On March 21, 2013, the Company issued a press release announcing the commencement of the tender offer. The press release is furnished herewith as Exhibit 99.2 and is incorporated herein by reference.

Cautionary Statement Regarding Forward-Looking Statements

This Current Report on Form 8-K contains statements as to the Company’s beliefs and expectations of the outcome of future events that are forward-looking statements as defined within the meaning of the Private Securities Litigation Reform Act of 1995. These forward-looking statements are subject to risks and uncertainties that could cause actual results to differ materially from the statements made.
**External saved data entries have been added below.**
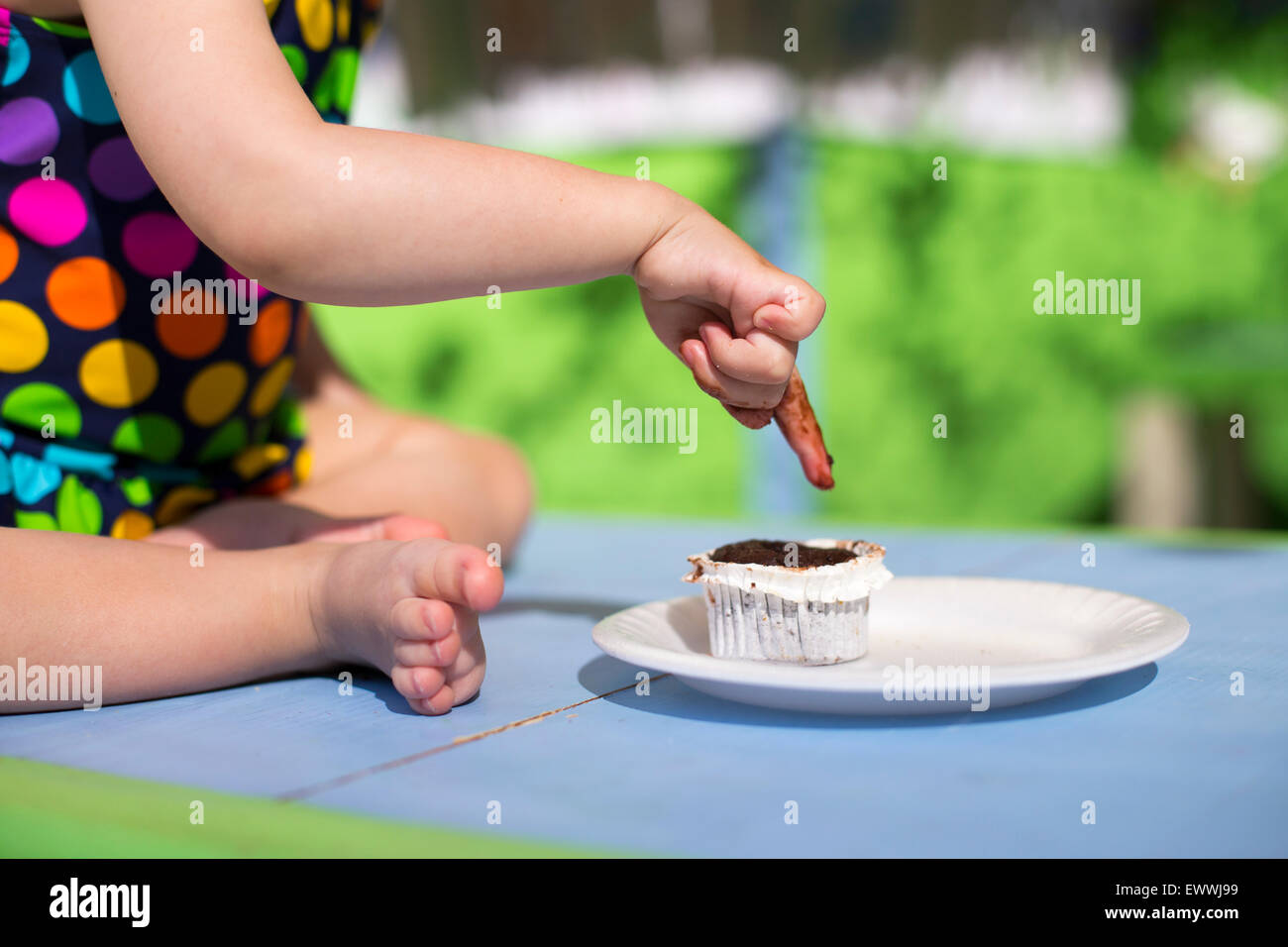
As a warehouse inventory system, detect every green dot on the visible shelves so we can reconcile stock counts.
[13,510,58,530]
[282,43,309,85]
[0,381,81,437]
[112,415,183,464]
[54,474,103,536]
[273,398,309,438]
[31,17,89,40]
[197,417,246,464]
[331,47,358,115]
[120,476,152,506]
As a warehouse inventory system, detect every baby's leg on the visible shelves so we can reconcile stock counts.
[292,333,533,557]
[0,528,502,714]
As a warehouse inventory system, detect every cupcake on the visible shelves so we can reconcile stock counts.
[684,540,892,665]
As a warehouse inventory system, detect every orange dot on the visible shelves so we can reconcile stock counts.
[46,257,125,331]
[0,227,18,282]
[243,299,291,366]
[158,288,228,359]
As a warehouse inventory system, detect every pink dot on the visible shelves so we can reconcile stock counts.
[224,263,268,299]
[121,211,197,275]
[9,177,89,246]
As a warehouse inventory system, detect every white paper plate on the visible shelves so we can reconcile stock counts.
[593,578,1190,714]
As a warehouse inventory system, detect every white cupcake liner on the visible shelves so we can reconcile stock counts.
[684,540,892,665]
[705,582,868,665]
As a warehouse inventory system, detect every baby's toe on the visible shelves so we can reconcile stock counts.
[394,634,461,668]
[389,598,456,641]
[411,684,460,716]
[408,540,505,612]
[389,665,447,703]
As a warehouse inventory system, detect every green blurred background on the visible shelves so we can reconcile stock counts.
[318,0,1288,530]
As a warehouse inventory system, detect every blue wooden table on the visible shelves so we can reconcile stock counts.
[0,518,1288,857]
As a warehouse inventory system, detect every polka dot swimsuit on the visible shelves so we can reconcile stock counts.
[0,0,380,539]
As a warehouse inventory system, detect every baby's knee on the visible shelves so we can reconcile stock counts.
[476,437,536,545]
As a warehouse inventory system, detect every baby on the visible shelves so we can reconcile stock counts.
[0,0,831,714]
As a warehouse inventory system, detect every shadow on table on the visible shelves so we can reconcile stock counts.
[488,596,639,621]
[577,655,1158,729]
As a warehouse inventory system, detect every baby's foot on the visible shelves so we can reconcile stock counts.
[309,539,503,714]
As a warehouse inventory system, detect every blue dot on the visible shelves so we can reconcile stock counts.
[63,49,121,125]
[0,23,31,85]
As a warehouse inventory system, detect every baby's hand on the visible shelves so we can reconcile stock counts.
[632,195,832,489]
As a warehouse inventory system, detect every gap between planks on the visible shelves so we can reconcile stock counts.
[273,674,671,802]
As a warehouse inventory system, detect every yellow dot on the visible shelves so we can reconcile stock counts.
[335,0,353,42]
[232,445,290,480]
[295,0,335,53]
[250,356,295,417]
[80,339,158,407]
[183,362,246,428]
[0,300,49,371]
[112,510,156,540]
[295,447,313,483]
[158,484,215,526]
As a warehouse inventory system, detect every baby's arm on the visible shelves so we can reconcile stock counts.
[82,0,823,438]
[82,0,686,305]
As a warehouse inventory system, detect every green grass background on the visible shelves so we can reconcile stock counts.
[311,139,1288,526]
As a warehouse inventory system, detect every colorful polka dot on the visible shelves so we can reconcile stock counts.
[224,263,268,299]
[197,417,248,464]
[273,398,308,441]
[232,445,291,480]
[0,227,18,282]
[89,136,158,202]
[0,0,368,539]
[117,476,152,506]
[156,484,218,526]
[111,510,156,540]
[63,49,121,125]
[31,17,89,40]
[0,299,49,372]
[0,381,81,437]
[335,0,353,40]
[282,43,309,85]
[112,414,183,464]
[121,211,197,277]
[9,177,89,246]
[156,288,228,359]
[10,454,63,506]
[13,510,58,532]
[183,362,246,428]
[54,474,103,536]
[246,471,295,496]
[80,339,159,407]
[249,356,295,417]
[295,0,335,53]
[0,95,59,164]
[295,447,313,483]
[0,23,31,85]
[248,299,291,368]
[46,257,125,333]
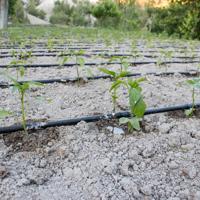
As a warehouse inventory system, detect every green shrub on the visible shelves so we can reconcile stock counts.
[11,0,28,23]
[147,3,186,35]
[147,0,200,39]
[27,0,46,19]
[92,0,122,26]
[50,1,91,26]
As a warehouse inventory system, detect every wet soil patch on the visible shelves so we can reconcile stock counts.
[3,128,59,152]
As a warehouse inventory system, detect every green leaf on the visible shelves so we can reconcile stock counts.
[99,68,116,77]
[129,88,146,118]
[110,80,125,91]
[119,117,129,124]
[129,117,140,131]
[185,108,194,117]
[0,109,12,119]
[116,71,130,79]
[19,66,25,77]
[78,58,85,67]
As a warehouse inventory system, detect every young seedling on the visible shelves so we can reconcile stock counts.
[99,68,129,113]
[8,76,43,134]
[0,108,12,120]
[119,78,146,132]
[185,78,200,116]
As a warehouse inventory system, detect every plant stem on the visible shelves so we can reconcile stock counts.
[21,92,27,134]
[192,88,195,111]
[76,56,80,86]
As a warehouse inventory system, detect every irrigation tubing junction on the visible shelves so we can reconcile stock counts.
[0,103,200,134]
[0,71,200,88]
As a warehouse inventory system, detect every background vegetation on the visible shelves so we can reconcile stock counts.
[9,0,200,39]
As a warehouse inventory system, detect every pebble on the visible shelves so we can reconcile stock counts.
[106,126,125,135]
[140,185,152,196]
[168,161,178,169]
[120,177,140,198]
[0,166,8,178]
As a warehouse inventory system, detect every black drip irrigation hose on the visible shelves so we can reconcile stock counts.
[0,60,200,68]
[0,52,199,59]
[0,48,200,55]
[0,103,200,134]
[0,71,200,88]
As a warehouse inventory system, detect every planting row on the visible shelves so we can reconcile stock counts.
[0,74,200,132]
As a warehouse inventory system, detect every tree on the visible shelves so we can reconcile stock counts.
[0,0,8,29]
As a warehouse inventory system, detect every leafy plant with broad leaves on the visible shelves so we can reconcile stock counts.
[8,76,43,133]
[185,78,200,116]
[119,78,146,131]
[99,68,129,112]
[0,108,12,120]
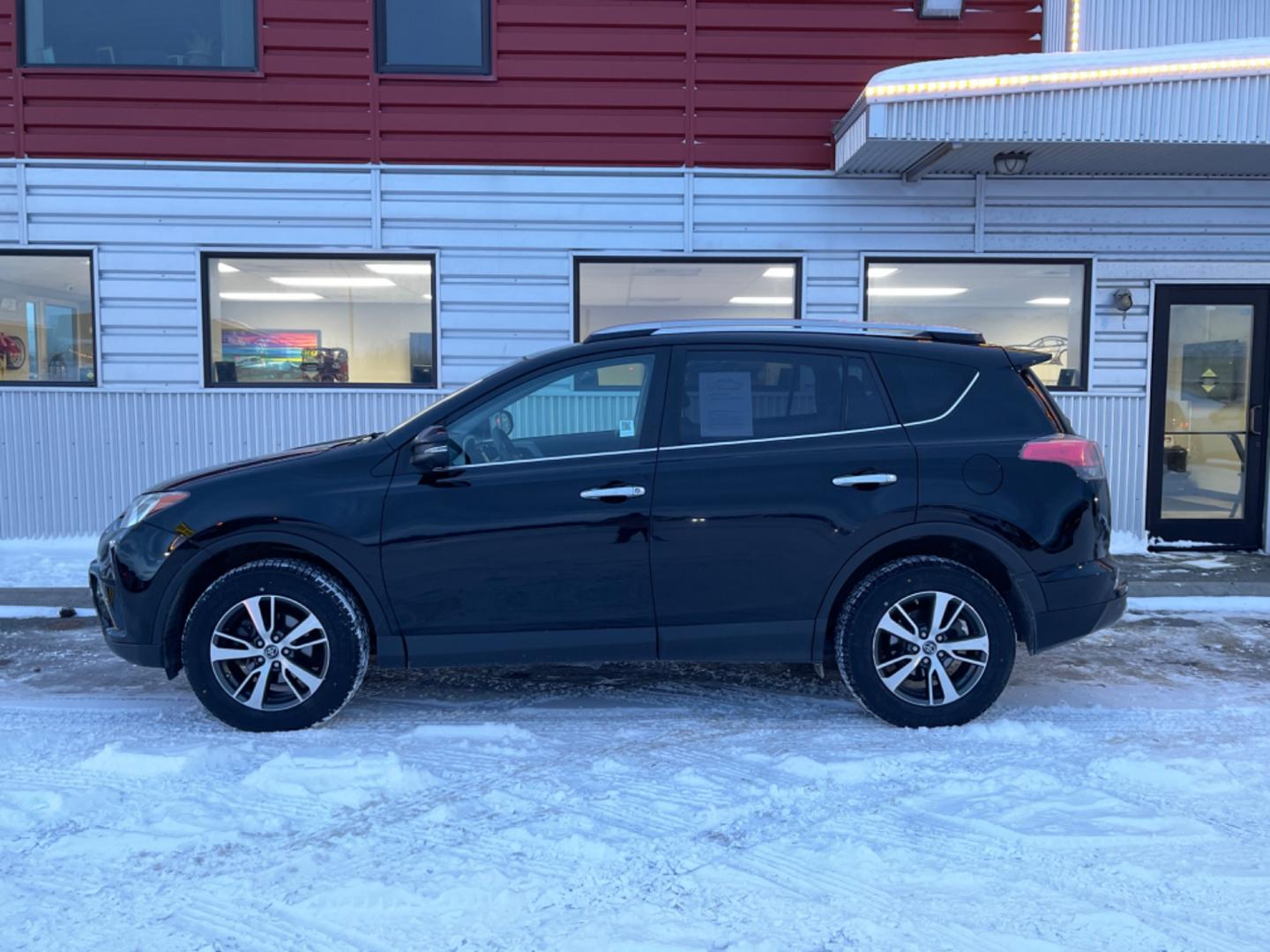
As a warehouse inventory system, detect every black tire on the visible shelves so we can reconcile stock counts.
[182,559,370,731]
[834,556,1016,727]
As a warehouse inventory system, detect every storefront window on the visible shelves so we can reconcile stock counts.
[0,253,96,384]
[866,257,1088,390]
[205,255,437,387]
[577,259,799,340]
[21,0,255,70]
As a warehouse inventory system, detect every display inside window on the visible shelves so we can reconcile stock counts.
[0,254,96,384]
[866,259,1087,390]
[376,0,490,75]
[578,259,797,340]
[205,257,437,387]
[21,0,255,70]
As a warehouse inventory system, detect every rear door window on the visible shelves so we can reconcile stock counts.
[874,354,975,423]
[663,350,892,445]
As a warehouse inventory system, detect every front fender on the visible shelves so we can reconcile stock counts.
[158,528,407,675]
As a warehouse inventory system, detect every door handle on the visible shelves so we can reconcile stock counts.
[579,487,646,502]
[833,472,900,487]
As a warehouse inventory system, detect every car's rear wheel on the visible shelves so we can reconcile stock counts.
[182,559,370,731]
[834,556,1015,727]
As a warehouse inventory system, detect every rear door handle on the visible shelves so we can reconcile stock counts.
[580,487,646,502]
[833,472,900,487]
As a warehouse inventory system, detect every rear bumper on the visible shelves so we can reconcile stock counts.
[1030,556,1128,652]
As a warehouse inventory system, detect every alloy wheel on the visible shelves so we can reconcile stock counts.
[872,591,988,707]
[210,595,330,710]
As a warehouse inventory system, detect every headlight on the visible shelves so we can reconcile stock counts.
[119,493,190,529]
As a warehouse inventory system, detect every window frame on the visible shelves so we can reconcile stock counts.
[860,254,1094,393]
[572,255,804,344]
[0,246,101,390]
[198,249,442,393]
[14,0,265,78]
[373,0,497,80]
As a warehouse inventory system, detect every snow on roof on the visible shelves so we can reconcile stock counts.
[865,37,1270,98]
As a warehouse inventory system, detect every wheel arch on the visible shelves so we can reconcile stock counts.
[811,522,1045,663]
[158,531,405,678]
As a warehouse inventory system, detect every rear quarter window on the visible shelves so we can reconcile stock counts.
[874,354,975,423]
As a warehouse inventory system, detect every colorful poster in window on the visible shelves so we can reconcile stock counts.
[221,329,321,381]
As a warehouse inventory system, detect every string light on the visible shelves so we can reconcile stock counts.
[865,56,1270,99]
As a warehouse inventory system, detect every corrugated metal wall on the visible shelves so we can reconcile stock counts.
[0,161,1270,536]
[1056,393,1147,543]
[0,0,1042,169]
[0,390,437,539]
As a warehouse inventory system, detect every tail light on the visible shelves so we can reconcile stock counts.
[1019,433,1106,480]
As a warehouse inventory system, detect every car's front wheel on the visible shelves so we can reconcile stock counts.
[834,556,1015,727]
[182,559,370,731]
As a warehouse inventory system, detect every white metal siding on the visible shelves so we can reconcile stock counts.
[0,160,1270,537]
[1077,0,1270,51]
[1056,393,1147,534]
[0,389,436,539]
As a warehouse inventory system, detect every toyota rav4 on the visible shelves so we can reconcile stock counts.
[90,321,1125,730]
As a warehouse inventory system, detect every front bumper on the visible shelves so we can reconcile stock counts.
[1031,556,1128,652]
[87,524,179,667]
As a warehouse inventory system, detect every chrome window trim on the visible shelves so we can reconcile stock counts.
[661,423,903,450]
[451,447,656,472]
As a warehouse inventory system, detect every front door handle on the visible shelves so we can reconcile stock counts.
[580,487,646,502]
[833,472,900,487]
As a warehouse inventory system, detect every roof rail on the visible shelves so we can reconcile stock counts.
[586,318,983,344]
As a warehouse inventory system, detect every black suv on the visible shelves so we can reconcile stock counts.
[90,321,1125,730]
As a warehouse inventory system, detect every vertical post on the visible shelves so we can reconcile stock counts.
[974,171,988,255]
[684,169,696,253]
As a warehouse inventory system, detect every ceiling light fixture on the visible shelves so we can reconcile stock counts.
[221,291,324,301]
[992,152,1030,175]
[366,262,432,274]
[269,274,393,288]
[869,286,969,297]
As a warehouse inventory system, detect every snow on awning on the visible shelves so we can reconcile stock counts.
[834,37,1270,178]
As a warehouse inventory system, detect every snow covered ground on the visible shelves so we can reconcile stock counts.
[0,536,96,588]
[0,603,1270,952]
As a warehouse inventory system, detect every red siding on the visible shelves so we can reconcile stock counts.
[0,0,1040,169]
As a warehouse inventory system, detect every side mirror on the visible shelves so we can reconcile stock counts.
[410,427,450,472]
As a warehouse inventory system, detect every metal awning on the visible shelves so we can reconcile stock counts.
[834,37,1270,178]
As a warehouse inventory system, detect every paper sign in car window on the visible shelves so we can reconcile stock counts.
[699,370,754,436]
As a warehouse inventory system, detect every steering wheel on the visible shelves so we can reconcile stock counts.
[464,436,489,464]
[490,427,517,459]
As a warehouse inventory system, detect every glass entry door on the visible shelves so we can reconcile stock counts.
[1147,286,1266,548]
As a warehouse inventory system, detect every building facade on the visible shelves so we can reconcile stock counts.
[0,0,1270,548]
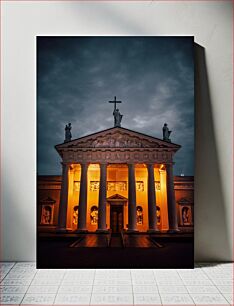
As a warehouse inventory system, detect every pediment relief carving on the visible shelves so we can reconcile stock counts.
[67,133,166,148]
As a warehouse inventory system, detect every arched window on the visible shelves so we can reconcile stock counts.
[156,205,161,224]
[72,205,79,225]
[136,206,143,225]
[90,205,98,224]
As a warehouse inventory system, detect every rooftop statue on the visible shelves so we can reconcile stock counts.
[109,97,123,127]
[64,123,72,142]
[113,108,123,127]
[163,123,172,142]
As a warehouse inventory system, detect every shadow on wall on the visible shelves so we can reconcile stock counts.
[194,44,232,261]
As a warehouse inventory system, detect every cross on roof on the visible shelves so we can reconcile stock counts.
[109,96,122,111]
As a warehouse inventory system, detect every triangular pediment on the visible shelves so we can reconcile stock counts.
[56,127,180,150]
[106,193,128,201]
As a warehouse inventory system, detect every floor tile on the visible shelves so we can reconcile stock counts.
[158,285,188,294]
[32,278,61,286]
[0,294,24,305]
[160,294,194,305]
[0,261,15,269]
[132,278,156,286]
[212,279,233,286]
[58,285,92,294]
[217,285,233,293]
[61,278,93,286]
[93,279,132,286]
[54,294,91,305]
[186,286,219,293]
[27,285,59,293]
[190,293,228,306]
[183,279,213,286]
[90,294,133,305]
[22,293,55,305]
[93,285,132,294]
[134,293,162,305]
[1,279,32,286]
[156,278,184,286]
[223,293,234,305]
[132,285,158,294]
[0,285,28,294]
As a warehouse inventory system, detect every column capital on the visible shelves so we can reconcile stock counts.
[146,163,155,168]
[98,162,108,166]
[79,162,89,167]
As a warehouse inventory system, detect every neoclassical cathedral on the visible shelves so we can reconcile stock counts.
[37,98,194,233]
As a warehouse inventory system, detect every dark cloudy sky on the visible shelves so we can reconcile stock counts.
[37,36,194,175]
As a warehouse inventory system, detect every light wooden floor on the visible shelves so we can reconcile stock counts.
[0,258,233,305]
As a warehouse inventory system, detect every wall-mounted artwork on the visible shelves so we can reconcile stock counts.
[37,36,194,269]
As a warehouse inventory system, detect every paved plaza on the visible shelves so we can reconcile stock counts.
[0,262,233,306]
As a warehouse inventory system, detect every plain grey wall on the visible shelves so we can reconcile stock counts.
[1,1,233,261]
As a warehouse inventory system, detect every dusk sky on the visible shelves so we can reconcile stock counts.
[37,36,194,175]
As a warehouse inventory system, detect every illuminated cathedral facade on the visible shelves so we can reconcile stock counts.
[37,126,194,234]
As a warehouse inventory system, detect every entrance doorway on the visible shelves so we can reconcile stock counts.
[110,204,124,233]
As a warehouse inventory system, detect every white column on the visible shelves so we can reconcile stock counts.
[166,163,179,232]
[147,164,159,232]
[128,164,136,231]
[57,163,70,232]
[98,163,107,232]
[78,163,88,231]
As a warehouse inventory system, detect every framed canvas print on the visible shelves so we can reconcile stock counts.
[37,36,194,268]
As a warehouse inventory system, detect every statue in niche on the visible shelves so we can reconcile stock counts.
[136,206,143,225]
[113,108,123,127]
[182,206,191,225]
[163,123,172,142]
[64,123,72,142]
[72,205,78,225]
[156,205,161,225]
[41,205,52,224]
[90,205,98,224]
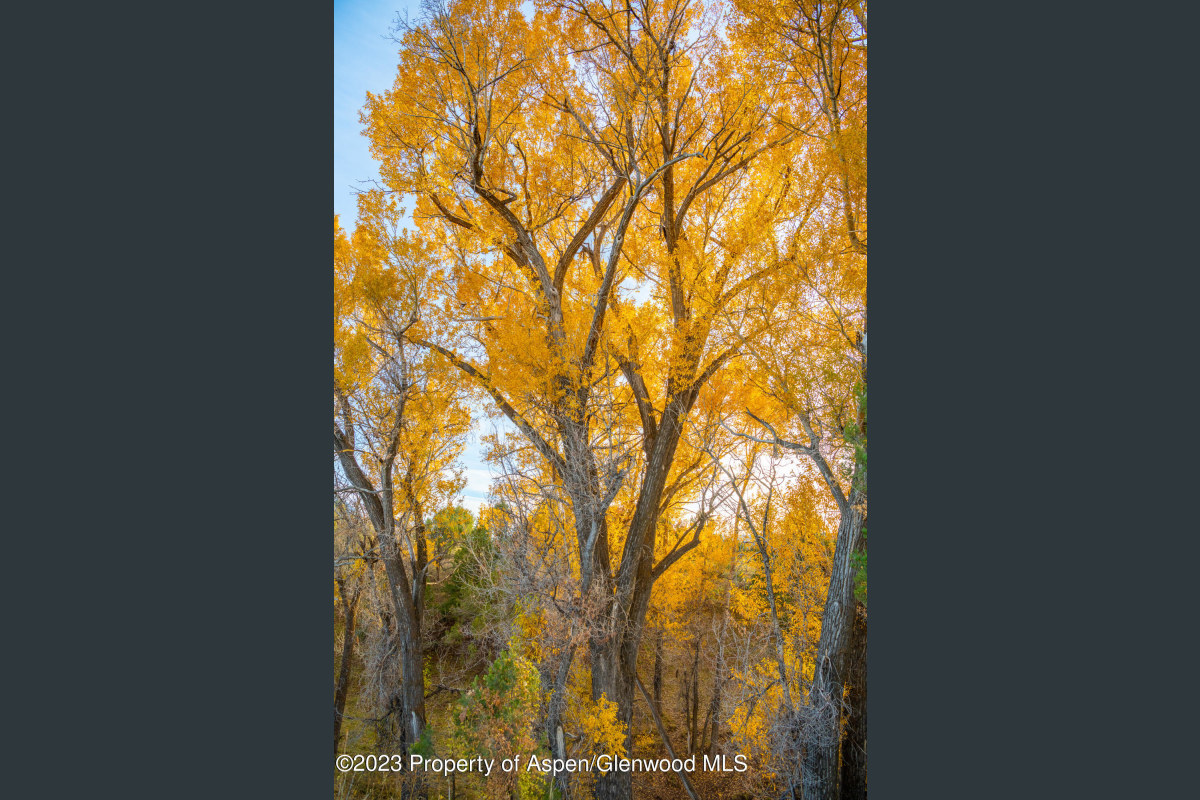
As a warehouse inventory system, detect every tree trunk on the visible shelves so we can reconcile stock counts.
[334,587,359,753]
[841,603,866,800]
[654,627,662,716]
[800,487,866,800]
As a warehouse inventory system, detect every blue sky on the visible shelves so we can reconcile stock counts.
[334,0,492,513]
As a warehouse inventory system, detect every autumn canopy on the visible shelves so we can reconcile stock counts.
[334,0,868,800]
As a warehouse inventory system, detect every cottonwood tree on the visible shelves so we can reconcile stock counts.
[362,0,803,798]
[334,208,470,762]
[710,0,868,800]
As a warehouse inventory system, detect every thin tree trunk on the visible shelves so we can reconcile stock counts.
[654,627,662,715]
[334,585,359,753]
[841,603,866,800]
[802,487,866,800]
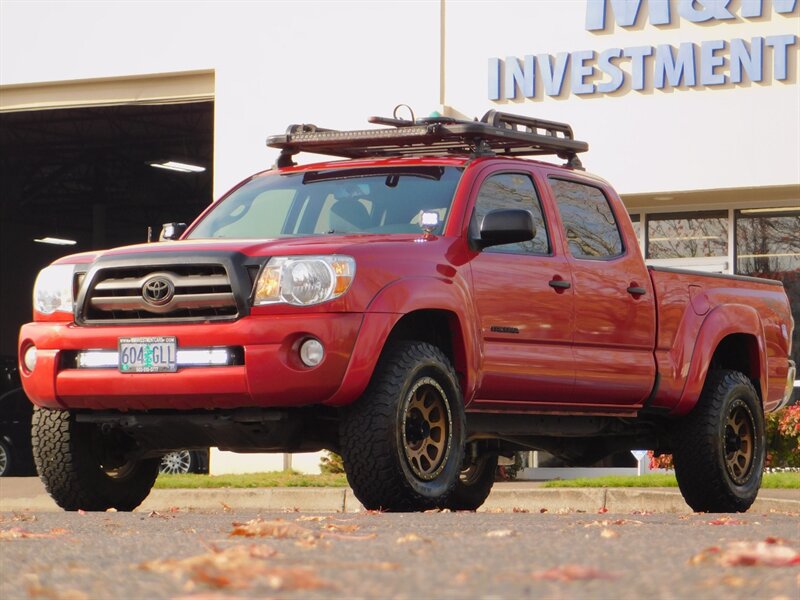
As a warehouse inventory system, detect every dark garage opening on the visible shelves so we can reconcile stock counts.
[0,101,214,357]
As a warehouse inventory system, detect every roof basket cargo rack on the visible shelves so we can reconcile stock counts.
[267,105,589,169]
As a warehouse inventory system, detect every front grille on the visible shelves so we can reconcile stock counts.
[83,264,238,323]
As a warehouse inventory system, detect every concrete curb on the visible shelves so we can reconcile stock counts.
[0,483,800,513]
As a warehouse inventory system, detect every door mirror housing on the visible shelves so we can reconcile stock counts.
[474,208,536,249]
[158,223,189,242]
These include, but are not limited to, the risks and uncertainties associated with: (i) the Company’s ability to meet and maintain REIT qualification tests; (ii) general economic and market conditions, including the impact governmental budgets can have on the Company’s per diem rates, occupancy and overall utilization; (iii) the availability of debt and equity financing on terms that are favorable to the Company; (iv) fluctuations in the Company’s operating results because of, among other things, changes in occupancy levels, competition, increases in cost of operations, fluctuations in interest rates and risks of operations; (v) the Company’s ability to obtain and maintain correctional facility management contracts, including as a result


of sufficient governmental appropriations and as a result of inmate disturbances; (vi) changes in the privatization of the corrections and detention industry, the public acceptance of the Company’s services, the timing of the opening of and demand for new prison facilities and the commencement of new management contracts; (vii) the outcome of California’s realignment program and utilization of out of state private correctional capacity; and (viii) increases in costs to construct or expand correctional facilities that exceed original estimates, or the inability to complete such projects on schedule as a result of various factors, many of which are beyond the Company’s control, such as weather, labor conditions and material shortages, resulting in increased construction costs.

 

Item 9.01. Financial Statements and Exhibits.

 

  (d) Exhibits.

 

99.1 Press Release dated March 21, 2013 Announcing Proposed Offering of Senior Notes.

 

99.2 Press Release dated March 21, 2013 Announcing Tender Offer.


SIGNATURE

Pursuant to the requirements of the Securities Exchange Act of 1934, the registrant has duly caused this report to be signed on its behalf by the undersigned, hereunto duly authorized.

 

Date: March 21, 2013     CORRECTIONS CORPORATION OF AMERICA
    By:    /s/ Todd J Mullenger
      Name:   Todd J Mullenger
     

Title:     Executive Vice President and

              Chief Financial Officer


EXHIBIT INDEX

 

Exhibit

  

Description

99.1    Press Release dated March 21, 2013 Announcing Proposed Offering of Senior Notes.
99.2    Press Release dated March 21, 2013 Announcing Tender Offer.